Evans’ Rag
Vol 1 Issue 18
Side Job
I had a side job back a few years ago, managing our firm’s IT stuff, not because I was particularly good at it–I was OK–but mainly because I’m fascinated by all the tech toys created in my lifetime. That and my wife and son both are in the field. While working on his degree, for several years Sean maintained the firm’s network, computers, servers, routers, etc. so when he left to pursue a career, I picked up some of that work.
This was in the days of blue screens of death and slow cable connections.
Back in the dark ages when I studied architecture, I was given a list to buy the following: architectural and engineering scales, 30-60 triangle, 45 degree triangle, adjustable triangle, T-square, lead holders, pencil sharpener, board brush, white trash sketching paper, vellum, and probably a few other things. Later I bought Rapidograph pens for ink drawings, an electric eraser, bags of eraser powder, drafting tape, etc. Pastel pencils, magic markers, watercolors, acrylic and oil colors, raw canvas, wood for stretcher frames, brushes and gesso for art classes.
All of these were for one purpose: to create to-scale drawings in 2D and 3D and render them for presentations. At Clemson you were given two grades in studio, 50% for the designs and 50% for how well you could draw them. We began with 150 + students as freshmen and graduated 26 four years later.

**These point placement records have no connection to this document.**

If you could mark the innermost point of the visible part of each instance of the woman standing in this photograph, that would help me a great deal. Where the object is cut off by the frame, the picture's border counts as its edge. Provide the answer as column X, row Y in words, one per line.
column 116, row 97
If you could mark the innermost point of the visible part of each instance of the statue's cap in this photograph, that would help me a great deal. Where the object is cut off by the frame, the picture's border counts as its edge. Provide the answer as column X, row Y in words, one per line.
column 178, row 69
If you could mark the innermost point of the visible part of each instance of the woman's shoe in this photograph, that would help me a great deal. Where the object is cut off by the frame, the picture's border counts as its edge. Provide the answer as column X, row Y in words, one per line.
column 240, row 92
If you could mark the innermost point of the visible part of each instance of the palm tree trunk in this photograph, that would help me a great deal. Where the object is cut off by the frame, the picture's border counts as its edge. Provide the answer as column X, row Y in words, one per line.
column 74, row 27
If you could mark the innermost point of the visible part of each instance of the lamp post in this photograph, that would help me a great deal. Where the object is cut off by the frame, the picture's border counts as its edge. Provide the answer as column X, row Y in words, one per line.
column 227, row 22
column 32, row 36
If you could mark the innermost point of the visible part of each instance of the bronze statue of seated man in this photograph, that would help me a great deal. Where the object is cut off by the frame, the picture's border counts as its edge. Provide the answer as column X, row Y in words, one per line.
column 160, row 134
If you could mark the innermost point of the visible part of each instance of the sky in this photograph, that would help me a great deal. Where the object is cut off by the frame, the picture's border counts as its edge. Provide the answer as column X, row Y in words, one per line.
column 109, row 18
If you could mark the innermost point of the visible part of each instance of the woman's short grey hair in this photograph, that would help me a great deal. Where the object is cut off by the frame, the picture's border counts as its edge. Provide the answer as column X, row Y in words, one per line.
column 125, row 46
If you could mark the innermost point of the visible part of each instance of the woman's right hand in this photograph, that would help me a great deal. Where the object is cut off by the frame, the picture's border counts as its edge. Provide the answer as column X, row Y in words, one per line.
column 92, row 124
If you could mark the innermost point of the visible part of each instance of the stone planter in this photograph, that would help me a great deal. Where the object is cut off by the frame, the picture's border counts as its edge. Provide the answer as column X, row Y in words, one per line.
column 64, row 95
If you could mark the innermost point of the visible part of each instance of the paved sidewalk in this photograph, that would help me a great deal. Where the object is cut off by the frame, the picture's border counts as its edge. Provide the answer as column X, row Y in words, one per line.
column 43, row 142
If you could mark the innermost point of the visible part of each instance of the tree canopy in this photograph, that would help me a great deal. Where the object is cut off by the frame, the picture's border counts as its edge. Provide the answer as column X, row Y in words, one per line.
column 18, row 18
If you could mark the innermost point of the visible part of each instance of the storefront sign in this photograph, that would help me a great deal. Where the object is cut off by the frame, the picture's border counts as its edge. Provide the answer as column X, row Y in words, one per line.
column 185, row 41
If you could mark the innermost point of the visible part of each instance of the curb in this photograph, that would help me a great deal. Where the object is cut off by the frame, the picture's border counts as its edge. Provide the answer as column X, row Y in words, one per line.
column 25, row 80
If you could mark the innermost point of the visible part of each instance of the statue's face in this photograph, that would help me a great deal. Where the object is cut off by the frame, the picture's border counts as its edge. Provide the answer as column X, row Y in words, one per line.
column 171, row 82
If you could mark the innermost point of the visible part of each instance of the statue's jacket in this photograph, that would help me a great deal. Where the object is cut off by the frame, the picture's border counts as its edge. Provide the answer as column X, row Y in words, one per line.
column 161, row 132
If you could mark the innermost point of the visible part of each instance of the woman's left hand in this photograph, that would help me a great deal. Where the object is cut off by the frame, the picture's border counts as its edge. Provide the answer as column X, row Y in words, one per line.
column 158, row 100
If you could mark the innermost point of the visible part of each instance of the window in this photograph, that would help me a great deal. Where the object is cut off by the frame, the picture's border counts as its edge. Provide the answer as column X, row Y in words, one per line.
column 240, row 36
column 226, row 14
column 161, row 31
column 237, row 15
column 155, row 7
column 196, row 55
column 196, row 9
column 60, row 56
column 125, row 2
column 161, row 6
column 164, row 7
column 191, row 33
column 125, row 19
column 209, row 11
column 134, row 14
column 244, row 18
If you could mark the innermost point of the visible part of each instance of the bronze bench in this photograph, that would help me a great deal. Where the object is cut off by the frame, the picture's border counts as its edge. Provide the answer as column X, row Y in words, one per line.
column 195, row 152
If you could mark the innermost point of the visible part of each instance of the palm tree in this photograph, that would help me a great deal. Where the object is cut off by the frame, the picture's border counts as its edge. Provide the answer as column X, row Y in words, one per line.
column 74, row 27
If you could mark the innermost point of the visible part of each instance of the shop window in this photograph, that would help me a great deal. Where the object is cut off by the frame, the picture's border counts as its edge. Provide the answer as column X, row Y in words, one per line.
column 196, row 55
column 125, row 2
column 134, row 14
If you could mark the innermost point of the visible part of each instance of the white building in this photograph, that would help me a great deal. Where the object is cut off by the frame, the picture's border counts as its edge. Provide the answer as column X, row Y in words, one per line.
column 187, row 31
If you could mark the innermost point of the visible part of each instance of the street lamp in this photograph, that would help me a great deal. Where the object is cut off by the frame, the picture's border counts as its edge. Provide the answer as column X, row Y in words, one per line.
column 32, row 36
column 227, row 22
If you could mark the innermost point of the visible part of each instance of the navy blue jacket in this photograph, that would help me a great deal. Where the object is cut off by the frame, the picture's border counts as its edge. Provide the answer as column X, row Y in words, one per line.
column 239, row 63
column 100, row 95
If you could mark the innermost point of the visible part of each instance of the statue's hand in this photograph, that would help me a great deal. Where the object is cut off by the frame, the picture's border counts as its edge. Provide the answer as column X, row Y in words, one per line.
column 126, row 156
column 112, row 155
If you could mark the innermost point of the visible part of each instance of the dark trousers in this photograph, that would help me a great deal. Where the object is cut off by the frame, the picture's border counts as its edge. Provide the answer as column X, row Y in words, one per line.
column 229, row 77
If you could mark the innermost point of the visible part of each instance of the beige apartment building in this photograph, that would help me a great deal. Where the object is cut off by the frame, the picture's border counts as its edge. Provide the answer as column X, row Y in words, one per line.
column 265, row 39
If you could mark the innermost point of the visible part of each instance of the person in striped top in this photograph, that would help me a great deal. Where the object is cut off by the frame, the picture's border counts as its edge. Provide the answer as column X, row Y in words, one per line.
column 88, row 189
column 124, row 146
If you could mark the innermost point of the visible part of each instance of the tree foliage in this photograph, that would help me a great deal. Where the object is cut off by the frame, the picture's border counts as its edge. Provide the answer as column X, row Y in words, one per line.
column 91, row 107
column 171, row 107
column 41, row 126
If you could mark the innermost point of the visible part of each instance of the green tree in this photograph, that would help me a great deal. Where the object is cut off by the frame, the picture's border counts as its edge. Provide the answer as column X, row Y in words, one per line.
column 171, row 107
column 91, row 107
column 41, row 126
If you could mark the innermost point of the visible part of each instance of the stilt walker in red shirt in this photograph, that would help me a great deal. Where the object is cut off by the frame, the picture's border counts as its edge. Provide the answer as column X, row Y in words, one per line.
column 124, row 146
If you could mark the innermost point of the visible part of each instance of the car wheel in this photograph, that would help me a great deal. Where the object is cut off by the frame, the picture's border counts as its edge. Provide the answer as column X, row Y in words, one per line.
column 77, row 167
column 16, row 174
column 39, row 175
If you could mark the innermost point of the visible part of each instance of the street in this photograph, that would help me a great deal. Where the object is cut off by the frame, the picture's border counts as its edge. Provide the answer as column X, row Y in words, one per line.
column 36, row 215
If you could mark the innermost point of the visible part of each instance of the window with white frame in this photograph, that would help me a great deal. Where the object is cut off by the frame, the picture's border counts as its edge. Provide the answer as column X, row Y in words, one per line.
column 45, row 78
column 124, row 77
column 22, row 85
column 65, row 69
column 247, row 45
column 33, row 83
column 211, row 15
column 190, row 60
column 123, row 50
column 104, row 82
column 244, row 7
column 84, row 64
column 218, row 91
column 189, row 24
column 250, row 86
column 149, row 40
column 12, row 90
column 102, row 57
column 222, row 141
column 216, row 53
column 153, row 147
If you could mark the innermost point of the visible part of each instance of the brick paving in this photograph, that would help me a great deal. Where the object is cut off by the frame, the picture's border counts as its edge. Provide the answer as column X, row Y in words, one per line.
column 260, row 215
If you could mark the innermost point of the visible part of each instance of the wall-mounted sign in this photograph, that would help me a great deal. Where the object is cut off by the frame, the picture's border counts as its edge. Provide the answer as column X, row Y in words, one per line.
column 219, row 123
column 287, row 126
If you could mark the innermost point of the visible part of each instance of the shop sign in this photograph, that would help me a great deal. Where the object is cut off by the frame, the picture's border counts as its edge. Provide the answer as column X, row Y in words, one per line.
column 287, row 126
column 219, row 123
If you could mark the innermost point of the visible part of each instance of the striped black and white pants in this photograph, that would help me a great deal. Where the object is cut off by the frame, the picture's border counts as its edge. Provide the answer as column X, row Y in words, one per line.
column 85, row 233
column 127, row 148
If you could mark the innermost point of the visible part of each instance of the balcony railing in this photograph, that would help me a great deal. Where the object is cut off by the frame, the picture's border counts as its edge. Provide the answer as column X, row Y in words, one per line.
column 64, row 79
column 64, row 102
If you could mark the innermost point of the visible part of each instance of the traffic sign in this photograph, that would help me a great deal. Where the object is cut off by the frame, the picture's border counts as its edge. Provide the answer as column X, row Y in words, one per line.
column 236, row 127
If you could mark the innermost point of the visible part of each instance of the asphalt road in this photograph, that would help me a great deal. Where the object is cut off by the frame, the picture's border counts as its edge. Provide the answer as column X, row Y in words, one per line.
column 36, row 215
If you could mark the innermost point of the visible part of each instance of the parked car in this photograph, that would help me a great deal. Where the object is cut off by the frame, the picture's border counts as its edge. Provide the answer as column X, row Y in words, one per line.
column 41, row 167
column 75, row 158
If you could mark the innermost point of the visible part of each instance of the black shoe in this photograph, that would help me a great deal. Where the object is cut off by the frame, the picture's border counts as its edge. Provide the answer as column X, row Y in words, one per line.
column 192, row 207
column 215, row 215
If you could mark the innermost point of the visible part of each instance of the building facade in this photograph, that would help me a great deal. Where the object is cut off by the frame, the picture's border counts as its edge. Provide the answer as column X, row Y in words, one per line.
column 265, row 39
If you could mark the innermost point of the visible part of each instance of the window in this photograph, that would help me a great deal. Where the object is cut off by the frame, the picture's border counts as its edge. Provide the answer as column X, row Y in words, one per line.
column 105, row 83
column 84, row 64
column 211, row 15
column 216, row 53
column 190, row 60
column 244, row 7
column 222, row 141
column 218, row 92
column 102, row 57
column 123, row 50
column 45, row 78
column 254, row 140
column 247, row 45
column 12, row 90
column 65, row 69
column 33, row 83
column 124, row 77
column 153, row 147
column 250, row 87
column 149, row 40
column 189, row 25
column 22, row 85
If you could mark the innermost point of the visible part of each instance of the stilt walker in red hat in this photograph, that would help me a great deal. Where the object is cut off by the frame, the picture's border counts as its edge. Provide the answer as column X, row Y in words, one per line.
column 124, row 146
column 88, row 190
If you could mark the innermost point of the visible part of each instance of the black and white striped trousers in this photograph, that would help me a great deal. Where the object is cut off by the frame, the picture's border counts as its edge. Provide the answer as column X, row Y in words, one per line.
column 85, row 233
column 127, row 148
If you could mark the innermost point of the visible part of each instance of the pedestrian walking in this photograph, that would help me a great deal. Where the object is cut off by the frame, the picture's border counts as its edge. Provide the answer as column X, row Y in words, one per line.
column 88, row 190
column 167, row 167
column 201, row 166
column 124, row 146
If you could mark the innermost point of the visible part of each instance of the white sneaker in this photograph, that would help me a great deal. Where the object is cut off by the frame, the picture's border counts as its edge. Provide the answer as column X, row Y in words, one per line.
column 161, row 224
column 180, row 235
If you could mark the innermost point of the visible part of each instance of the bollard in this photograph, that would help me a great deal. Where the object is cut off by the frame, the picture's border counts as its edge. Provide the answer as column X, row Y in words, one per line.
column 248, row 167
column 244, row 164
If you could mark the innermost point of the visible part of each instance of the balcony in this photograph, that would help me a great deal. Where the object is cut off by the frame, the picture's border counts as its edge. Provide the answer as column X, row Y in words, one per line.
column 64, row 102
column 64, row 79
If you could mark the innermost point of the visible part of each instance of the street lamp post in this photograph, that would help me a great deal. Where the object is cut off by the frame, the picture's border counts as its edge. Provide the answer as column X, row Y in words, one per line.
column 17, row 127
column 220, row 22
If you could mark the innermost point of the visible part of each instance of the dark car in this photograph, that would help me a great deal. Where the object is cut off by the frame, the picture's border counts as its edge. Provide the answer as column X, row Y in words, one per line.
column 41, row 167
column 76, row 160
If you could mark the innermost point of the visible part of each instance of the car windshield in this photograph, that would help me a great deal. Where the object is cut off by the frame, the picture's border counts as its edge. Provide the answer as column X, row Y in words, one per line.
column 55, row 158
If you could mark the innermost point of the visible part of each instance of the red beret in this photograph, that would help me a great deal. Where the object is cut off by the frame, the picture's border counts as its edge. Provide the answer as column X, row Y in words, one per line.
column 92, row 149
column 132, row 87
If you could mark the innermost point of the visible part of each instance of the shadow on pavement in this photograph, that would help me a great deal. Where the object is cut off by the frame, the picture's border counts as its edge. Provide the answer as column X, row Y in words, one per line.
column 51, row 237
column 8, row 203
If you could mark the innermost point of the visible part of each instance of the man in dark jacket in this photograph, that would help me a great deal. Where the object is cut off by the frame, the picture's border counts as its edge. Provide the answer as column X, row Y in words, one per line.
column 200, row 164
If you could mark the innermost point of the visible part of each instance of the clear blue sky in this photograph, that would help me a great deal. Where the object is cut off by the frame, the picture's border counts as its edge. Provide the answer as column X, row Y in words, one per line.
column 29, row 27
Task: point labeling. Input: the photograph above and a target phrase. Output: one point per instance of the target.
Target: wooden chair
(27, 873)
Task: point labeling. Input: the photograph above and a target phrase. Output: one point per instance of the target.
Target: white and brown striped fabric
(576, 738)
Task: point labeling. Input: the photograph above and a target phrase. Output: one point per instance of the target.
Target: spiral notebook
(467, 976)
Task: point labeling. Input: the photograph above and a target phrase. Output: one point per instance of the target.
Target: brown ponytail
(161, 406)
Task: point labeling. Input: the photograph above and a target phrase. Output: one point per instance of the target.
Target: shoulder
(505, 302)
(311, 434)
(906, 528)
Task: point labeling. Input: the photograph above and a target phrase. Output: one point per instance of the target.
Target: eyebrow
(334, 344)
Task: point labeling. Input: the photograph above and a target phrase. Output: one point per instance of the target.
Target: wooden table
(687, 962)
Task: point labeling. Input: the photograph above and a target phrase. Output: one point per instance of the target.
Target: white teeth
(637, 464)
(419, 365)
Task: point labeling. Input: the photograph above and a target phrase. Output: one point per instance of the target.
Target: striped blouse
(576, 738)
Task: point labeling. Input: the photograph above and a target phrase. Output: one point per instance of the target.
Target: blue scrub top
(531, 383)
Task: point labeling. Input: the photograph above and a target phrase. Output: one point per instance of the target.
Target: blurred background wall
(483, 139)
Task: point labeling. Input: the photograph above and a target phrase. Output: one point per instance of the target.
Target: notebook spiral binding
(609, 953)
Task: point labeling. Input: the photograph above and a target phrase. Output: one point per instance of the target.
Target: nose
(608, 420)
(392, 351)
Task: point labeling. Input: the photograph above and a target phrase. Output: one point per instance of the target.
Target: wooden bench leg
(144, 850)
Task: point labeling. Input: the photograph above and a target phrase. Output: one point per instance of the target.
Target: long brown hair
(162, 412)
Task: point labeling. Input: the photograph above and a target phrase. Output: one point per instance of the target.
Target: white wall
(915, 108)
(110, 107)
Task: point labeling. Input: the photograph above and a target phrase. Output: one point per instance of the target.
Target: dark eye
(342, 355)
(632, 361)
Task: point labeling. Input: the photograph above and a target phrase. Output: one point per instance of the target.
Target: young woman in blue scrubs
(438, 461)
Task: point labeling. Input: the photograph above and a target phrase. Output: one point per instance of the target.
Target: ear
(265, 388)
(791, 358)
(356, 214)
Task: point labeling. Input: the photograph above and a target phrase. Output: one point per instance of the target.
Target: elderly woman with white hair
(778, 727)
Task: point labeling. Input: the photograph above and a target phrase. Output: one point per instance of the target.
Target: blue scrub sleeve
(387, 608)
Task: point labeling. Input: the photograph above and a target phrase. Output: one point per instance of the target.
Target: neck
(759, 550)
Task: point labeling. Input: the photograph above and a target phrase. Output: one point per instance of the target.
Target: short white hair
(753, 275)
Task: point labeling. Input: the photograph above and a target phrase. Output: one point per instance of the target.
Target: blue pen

Oh, and my sister lent me her beautiful aluminum slide rule for the years of calculus, nonlinear differential equations, strength of materials, steel and concrete engineering classes taken alongside the engineers. You were not allowed to bring a calculator to take exams, only slide rules. The joke was the architectural students were “the curve.”
I had terrible skill at a slide rule, but by the time I hit grad school, my presentation skills were top notch. Today’s architectural students are trained on 3D software and laser printers. All that stuff I bought as a freshman? None of it’s used any more.
What got me started on this blog was a recent Medium article about the dangers of connecting your personal cell phone to your company’s email system. Don’t Put Your Work Email on Your Personal Phone - Medium.com
The author argues that the convenience of having all your email on one device is outweighed by what the company (or an IT person with a grudge) might decide is in its interest, namely tracking you. Taken further, using the company’s email for personal communications might fall under this same caution. The article was depressing. Not that it was wrong, but because no doubt it was written from experience.
As I started this piece, I once headed up IT. And since the company’s Exchange server was mine to manage, I didn’t bother with a private email account; had one but didn’t use it. The IT support company reported to me. Was I going to spy on myself?
Given that I’d allowed myself the privilege, I decided that our firm’s policy would be as hands-off as we could be regarding the staff’s computer and email usage. We were a firm of professional architects, and I wanted to treat them as such; no Big Brother. The point was, you did your work on time and on schedule, and the firm didn’t look over your shoulder. We did have policies, only they were self-policed.
When it came time, I worked to let in personal phones, and yes, we had the means to deactivate a lost phone, though we never needed to use it. I’ll admit to being a pain about passwords–they had to be real ones, and changed regularly.
Occasionally people landed on bad sites, but they’d own up and it got fixed. A handful of computers had to be wiped and rebuilt to remove spyware but it was nuisance stuff. One guy loved guns and would be on gun sites at lunch, but no one went for porn sites. In the thirty years we were in business, we were hit by one ransomware attack, that for unexplained reasons went after an archive drive instead of the one with active projects. We recovered quickly.
So what is it about these companies that seek to make slaves of their employees? Is it really a benefit to track your employees?
Power does strange things to some people. Machiavelli meant his treatise as a cautionary tale, not a handbook. Maybe that was lost in translation from the Italian.